Staging a vacant home is relatively easy in comparison to staging an occupied home where people must continue to live their lives between viewings. Either way, vacant or occupied, the fact remains people can't visualize.
As a Certified Staging Professional® we learn how to set your home for what the buyer wants to see and give them the ability to visualize what your home could be, how much space there really is, how easy the flow of the home is and so much more. When you listen to people talk, they think staging is decluttering and depersonalizing the rooms. And while this is true to a point, there are other factors to take into consideration. By hiring a professional stager, your home will look great in the photos, it will look better in person and give that buyer a true sense of what living in it would be like.
And yes, you're right. Staging is not regulated, no certification is required to start a home staging business.
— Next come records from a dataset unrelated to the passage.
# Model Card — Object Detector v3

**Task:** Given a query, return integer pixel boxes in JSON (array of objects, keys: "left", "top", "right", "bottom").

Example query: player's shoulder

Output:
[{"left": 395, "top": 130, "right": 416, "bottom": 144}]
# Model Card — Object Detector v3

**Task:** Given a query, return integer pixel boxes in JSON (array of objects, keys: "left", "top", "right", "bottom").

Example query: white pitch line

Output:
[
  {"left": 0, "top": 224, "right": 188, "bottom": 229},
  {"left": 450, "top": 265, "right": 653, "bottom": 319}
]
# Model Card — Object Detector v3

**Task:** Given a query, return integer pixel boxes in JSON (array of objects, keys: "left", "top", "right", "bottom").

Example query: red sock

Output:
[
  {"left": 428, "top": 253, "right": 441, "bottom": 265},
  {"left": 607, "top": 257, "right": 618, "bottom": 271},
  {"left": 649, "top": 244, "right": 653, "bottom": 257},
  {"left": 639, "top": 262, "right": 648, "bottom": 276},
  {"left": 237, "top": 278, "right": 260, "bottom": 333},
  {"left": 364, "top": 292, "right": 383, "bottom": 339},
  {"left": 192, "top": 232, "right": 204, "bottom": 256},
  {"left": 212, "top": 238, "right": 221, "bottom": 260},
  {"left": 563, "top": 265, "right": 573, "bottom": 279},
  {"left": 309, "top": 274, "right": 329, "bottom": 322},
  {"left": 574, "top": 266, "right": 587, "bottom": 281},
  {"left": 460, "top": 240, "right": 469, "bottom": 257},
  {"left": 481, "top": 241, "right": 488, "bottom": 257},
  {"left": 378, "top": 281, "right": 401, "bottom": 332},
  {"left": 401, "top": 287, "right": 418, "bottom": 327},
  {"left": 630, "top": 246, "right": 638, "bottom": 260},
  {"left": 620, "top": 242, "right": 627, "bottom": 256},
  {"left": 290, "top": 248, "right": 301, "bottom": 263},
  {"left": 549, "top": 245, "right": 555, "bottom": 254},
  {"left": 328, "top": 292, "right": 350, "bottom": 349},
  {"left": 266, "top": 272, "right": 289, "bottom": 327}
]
But as Christine Rae, President of CSP International™ Staging Business Training Academy and best-selling author says, "having their skills and abilities measured when it isn't officially required, is a measure of a person's integrity; a foundation for wanting to be the very best they can be, bringing amazing service to their client. You wouldn't hire an unlicensed real estate agent, so why trust your equity to a stager who isn't certified?"
If you're considering selling your home, or you are a real estate agent with what you think is a particularly difficult home to sell, ask around -- you'll find those homes that sell fast and for asking price or higher are staged!
Recently, we were chatting with a friend looking to buy a new home. She looked at quite a few homes. The one that friend fell in love with had everything she wanted in a home, but what sold it, was the staging. In fact, that friend put an offer in above asking so she could have the furniture and accessories to keep it the way it was staged... It was a new home and the model home for the development, so it had all the bells and whistles. Unfortunately, my friend didn't get the home as several other offers were placed for more than the asking price, without including the furnishings.
So, to stage or not to stage, that is the question!